Minor fluctuations in memory usage and request time are to be expected and are nothing to worry about. Though any large spike is a signal of something worth investigating.
By default, this gem will tell Rails to eager load your application on startup. This aims to help identify leaks, over just pure bulk.
You can disable this functionality by setting your configuration to be:
require 'pig_ci'
PigCI.start do |config|
config.during_setup_eager_load_application = false
end
Often the first request test will be slow, as rails is loading a full environment & rendering assets. To mitigate this issue, this gem will make a blank request to your application before your test suite starts & compiling assets.
You can disable this functionality by setting your configuration to be:
require 'pig_ci'
PigCI.start do |config|
config.during_setup_make_blank_application_request = false
config.during_setup_precompile_assets = false
end
- This gem was made by @MikeRogers0.
- It was originally inspired by oink, after it was used to monitor acceptance tests and it spotted a memory leak. It seemed like something that would be useful to have as part of CI.
- The HTML output was inspired by simplecov.
After checking out the repo, run bin/setup
to install dependencies. Then, run rake spec
to run the tests. You can also run bin/console
for an interactive prompt that will allow you to experiment.

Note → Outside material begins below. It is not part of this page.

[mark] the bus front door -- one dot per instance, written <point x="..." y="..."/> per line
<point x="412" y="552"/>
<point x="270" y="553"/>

To install this gem onto your local machine, run bundle exec rake install
. To release a new version, update the version number in version.rb
, and then run bundle exec rake release
, which will create a git tag for the version, push git commits and tags, and push the .gem
file to rubygems.org.
Bug reports and pull requests are welcome on GitHub at PigCI/pig-ci-rails. This project is intended to be a safe, welcoming space for collaboration, and contributors are expected to adhere to the Contributor Covenant code of conduct.
Everyone interacting in the PigCI project’s codebases, issue trackers, chat rooms and mailing lists is expected to follow the code of conduct.